At the 2019 Shenzhen Hardware Battlefield event, Okra Solar took home the trophy and large cash. It’s a happy moment immortalized in a new media briefing announcing the sustainable energy startup’s $2.1 million new round (we also used it in this piece). Clearly, they weren’t the only ones who thought the company’s objective had potential.
The Sydney-based startup develops technology and software to help underdeveloped countries access solar energy. It is now focusing on the Philippines, Haiti, Nigeria, and Cambodia, with an emphasis on renewal in order to reduce emissions while bringing more people online. The business has created a Mesh-Grid, which distributes power through a network of interconnected households. A cloud-based system tracks consumption and maintenance needs while enabling remote access.
In an interview with TechCrunch, CEO Afnan Hannan stated, “The worldwide number of individuals without any power presently stands at 770 million.” “These are folks who rely on fossil fuels (kerosene and diesel) to meet their fundamental needs.”
The financing was led by Explorer Investments and Didendum, with involvement from the Autodesk Foundation and Schneider Electric Energy Access. The funds are going to be used to expand the company’s manufacturing and research and development efforts, as well as to target new Nigerian and Haitian markets. The number of employees is also going to rise. Okra now has 28 employees and expects to increase to 35 by the close of the year.
Following this announcement (dubbed “pre-Series A”), the company is already planning a Series A round, which is going to allow the company grows to roughly 50-60 workers.

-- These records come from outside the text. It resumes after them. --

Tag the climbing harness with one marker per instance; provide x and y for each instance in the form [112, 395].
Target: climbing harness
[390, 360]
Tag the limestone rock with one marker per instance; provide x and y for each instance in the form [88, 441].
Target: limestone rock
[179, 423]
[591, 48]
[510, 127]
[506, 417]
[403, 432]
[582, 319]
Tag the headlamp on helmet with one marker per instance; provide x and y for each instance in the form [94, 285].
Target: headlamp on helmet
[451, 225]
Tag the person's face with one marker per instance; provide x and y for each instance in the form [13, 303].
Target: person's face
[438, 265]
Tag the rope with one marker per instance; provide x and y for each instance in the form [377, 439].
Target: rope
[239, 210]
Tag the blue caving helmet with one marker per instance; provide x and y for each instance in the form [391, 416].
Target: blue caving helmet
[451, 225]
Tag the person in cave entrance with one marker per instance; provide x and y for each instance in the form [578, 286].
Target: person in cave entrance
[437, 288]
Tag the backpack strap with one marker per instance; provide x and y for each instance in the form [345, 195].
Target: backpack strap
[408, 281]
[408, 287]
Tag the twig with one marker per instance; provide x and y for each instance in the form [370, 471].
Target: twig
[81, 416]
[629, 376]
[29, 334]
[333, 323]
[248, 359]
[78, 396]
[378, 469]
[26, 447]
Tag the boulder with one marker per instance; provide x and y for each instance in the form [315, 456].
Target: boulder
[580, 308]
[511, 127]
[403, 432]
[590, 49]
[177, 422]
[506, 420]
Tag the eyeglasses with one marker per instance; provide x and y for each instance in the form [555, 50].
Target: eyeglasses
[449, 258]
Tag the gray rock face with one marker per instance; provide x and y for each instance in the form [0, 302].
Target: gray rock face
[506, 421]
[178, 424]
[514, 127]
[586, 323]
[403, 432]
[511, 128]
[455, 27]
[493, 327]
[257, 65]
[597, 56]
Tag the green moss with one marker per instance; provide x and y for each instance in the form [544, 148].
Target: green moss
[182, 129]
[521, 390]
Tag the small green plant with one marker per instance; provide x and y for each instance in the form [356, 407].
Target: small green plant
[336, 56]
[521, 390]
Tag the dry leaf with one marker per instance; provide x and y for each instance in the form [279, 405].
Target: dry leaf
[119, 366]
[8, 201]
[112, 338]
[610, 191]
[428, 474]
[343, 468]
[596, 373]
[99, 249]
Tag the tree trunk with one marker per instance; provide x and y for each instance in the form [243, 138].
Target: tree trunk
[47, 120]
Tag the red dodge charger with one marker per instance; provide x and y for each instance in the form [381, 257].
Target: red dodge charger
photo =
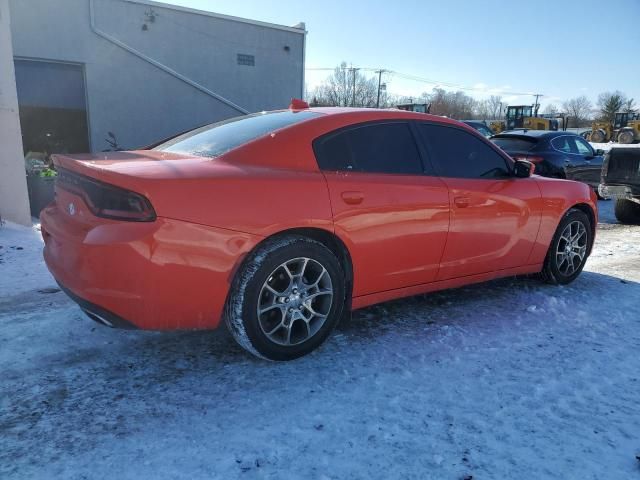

In a statement, Hannan said, “It feels terrific to lock in this money so that we can speed our expansion. Our Mesh-Grids use IoT and automation to enable last-mile electrification economical and long-term – even for the world’s most isolated villages. Utility corporations throughout the world have expressed interest in our innovation.” Local governments have also been actively collaborating with the company to help speed the adoption of its products.
“Our technology has been accepted for incentives from a $550 million fund created by African Development Bank, the World Bank, and the Rural Electrification Agency in Nigeria,” Hannan adds. “Solar-powered Okra Mesh-Grids is really the only solution that does provide sustained productive electricity in last-mile villages, and this is letting Nigerian developers launch our technology very quickly with government subsidies.”